A porta-voz do Alto-Comissariado das Nações Unidas para os Direitos Humanos (ACNUDH), Ravina Shamdasani, considerou que a decisão “é mais um golpe direto das autoridades ‘de facto’ contra as mulheres e as meninas afegãs” e “a mais recente de uma série de medidas discriminatórias” em vários domínios que “sequestram o futuro do país”.

“A medida é profundamente discriminatória, míope e põe em risco a vida das mulheres e das meninas de várias formas: elimina a única via que restava às mulheres e raparigas para acederem ao ensino superior e dizimará uma oferta já inadequada de parteiras, enfermeiras e médicas”, frisou.

Shamdasani afirmou igualmente que a decisão limitará ainda mais o “acesso precário” das mulheres e das meninas aos cuidados de saúde, uma vez que os profissionais médicos masculinos não podem atendê-las sem a presença de um membro da família do sexo masculino.

“O Afeganistão já tem uma das taxas de mortalidade materna mais elevadas do mundo. A presença das mulheres no setor da saúde é essencial”, defendeu, insistindo que “todas estas medidas, tomadas por homens, sem transparência e sem qualquer participação das pessoas envolvidas, visam claramente excluir as mulheres e as raparigas da vida pública”.

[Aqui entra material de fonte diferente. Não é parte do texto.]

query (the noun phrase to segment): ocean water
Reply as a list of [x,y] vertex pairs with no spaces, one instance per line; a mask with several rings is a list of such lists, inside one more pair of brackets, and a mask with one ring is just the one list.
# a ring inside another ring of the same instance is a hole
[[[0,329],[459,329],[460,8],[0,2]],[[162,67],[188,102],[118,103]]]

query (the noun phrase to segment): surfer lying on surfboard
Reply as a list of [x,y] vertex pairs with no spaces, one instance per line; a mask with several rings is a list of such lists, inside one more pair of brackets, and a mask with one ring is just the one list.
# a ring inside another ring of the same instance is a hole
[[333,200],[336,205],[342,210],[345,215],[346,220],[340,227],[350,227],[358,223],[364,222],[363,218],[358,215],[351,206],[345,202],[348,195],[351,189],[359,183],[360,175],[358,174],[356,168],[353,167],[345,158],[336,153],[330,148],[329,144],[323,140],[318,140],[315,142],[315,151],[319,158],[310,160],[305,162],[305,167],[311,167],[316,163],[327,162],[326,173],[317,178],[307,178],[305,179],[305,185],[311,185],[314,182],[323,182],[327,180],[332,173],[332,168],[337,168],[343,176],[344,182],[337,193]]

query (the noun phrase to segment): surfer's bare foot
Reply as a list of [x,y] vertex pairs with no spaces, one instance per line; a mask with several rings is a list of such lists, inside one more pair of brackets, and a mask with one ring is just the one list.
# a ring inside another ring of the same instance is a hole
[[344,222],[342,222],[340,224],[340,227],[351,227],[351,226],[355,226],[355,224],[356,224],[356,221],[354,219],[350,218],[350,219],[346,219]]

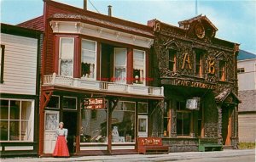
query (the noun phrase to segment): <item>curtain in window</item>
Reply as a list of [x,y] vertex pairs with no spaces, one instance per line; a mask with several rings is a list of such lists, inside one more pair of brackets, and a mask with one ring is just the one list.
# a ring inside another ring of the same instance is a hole
[[73,38],[61,38],[61,75],[73,76]]
[[[82,74],[82,75],[87,75],[89,78],[95,77],[95,66],[96,66],[96,42],[82,40],[82,54],[81,54],[81,62],[83,64],[89,64],[89,69],[85,70],[86,74]],[[86,67],[84,67],[86,69]],[[86,72],[89,71],[89,72]]]
[[125,83],[126,78],[126,53],[125,48],[115,48],[114,80],[115,82]]

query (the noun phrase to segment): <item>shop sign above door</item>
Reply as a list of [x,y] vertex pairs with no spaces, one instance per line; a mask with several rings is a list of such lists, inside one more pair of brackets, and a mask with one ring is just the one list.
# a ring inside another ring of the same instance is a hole
[[85,98],[84,100],[84,109],[105,109],[104,98]]

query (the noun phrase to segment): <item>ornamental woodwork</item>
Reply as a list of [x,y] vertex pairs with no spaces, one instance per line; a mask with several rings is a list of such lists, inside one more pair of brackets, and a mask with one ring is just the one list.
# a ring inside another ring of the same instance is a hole
[[[216,84],[216,94],[222,92],[225,88],[234,88],[234,49],[230,51],[224,50],[224,48],[211,47],[212,42],[207,42],[208,46],[202,46],[193,41],[195,36],[190,38],[190,42],[183,40],[188,36],[180,30],[174,30],[172,27],[160,26],[158,39],[154,42],[154,50],[158,57],[158,68],[160,78],[182,77],[189,78],[190,80],[204,80],[205,82]],[[177,31],[173,33],[174,31]],[[180,32],[179,32],[180,31]],[[188,31],[189,32],[189,31]],[[194,31],[194,34],[195,34]],[[192,34],[191,34],[192,35]],[[179,37],[177,36],[182,36]],[[206,37],[209,36],[206,36]],[[197,37],[197,36],[196,36]],[[198,37],[197,37],[198,39]],[[204,40],[201,40],[204,42]],[[176,71],[171,71],[169,67],[169,49],[177,50],[177,67]],[[203,52],[202,54],[202,78],[195,75],[195,52],[199,49]],[[225,62],[225,81],[219,82],[219,62]],[[198,79],[197,79],[198,78]],[[222,85],[224,84],[224,85]]]

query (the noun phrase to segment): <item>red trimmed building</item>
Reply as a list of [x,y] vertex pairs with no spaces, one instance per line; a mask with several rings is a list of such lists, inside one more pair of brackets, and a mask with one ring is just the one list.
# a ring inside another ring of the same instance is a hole
[[38,154],[53,152],[59,121],[73,154],[136,154],[164,98],[163,87],[150,87],[153,29],[44,3],[42,16],[18,25],[44,33]]

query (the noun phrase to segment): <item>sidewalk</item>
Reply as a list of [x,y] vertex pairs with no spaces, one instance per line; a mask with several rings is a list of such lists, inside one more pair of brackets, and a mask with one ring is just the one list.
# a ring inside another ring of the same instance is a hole
[[[108,156],[81,156],[70,158],[6,158],[0,159],[1,162],[74,162],[74,161],[179,161],[199,159],[207,161],[208,158],[228,157],[236,158],[248,156],[248,161],[255,160],[255,150],[224,150],[218,152],[184,152],[184,153],[170,153],[168,154],[126,154],[126,155],[108,155]],[[253,160],[254,157],[254,160]],[[200,160],[199,160],[200,161]]]

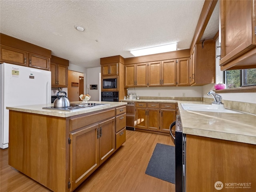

Por essa razão, recordou aos talibãs que “são responsáveis pelo bem-estar e pela segurança de toda a população” e apelou aos fundamentalistas para que revoguem esta “diretiva danosa”.

“É tempo de garantir os direitos das mulheres e das meninas, em conformidade com as obrigações internacionais do Afeganistão em matéria de direitos humanos”, sustentou.

Também a Missão de Assistência das Nações Unidas no Afeganistão (UNAMA) manifestou “extrema preocupação” com as informações e afirmou estar “a tentar verificá-las através dos canais oficiais”, sem que os talibãs tenham enviado, até agora, uma “confirmação oficial”.

“Se for aplicada, a diretiva implica maiores restrições aos direitos das mulheres e das meninas à educação e ao acesso aos cuidados de saúde”, declarou em comunicado, alertando para o “impacto negativo” no sistema de saúde e no desenvolvimento global do país da Ásia Central.

“A UNAMA apela às autoridades ‘de facto’ para que reconsiderem a aplicação desta diretiva, tendo em conta as suas implicações negativas para a vida das mulheres e meninas afegãs e para toda a população em todo o país”, defendeu a missão.

A decisão, aprovada pelo líder supremo do grupo, o ‘mullah’ Hebatullah Ajundzada, foi transmitida ao Governo durante uma reunião com altos responsáveis do Ministério da Saúde em Cabul, na segunda-feira, segundo a estação de televisão afegã Amu TV. Estas instituições de ensino eram das poucas que ainda mantinham as portas abertas à educação feminina no país.

A nova proibição impedirá que as estudantes participem em cursos para se tornarem parteiras, dentistas ou enfermeiras, o que terá um impacto ainda maior na escassez de pessoal nos hospitais e noutros centros de saúde.

Existem mais de 160 escolas de medicina no país, incluindo dez institutos públicos em Cabul e em várias províncias, de acordo com a agência afegã Jaama Press.

Os fundamentalistas já fecharam, em dezembro de 2022, as portas das universidades às estudantes, o que levou muitas a procurar educação nestes institutos para prosseguirem os estudos e tentarem aumentar as hipóteses de conseguir um emprego, o que também é dificultado pelas restrições.

Os talibãs promulgaram em agosto a chamada “Lei para a Propagação da Virtude e Prevenção do Vício”, institucionalizando a discriminação das mulheres e alargando as restrições, entre as quais uma “lei do silêncio”, que estipula que as vozes das mulheres só podem ser ouvidas “em casos de necessidade”.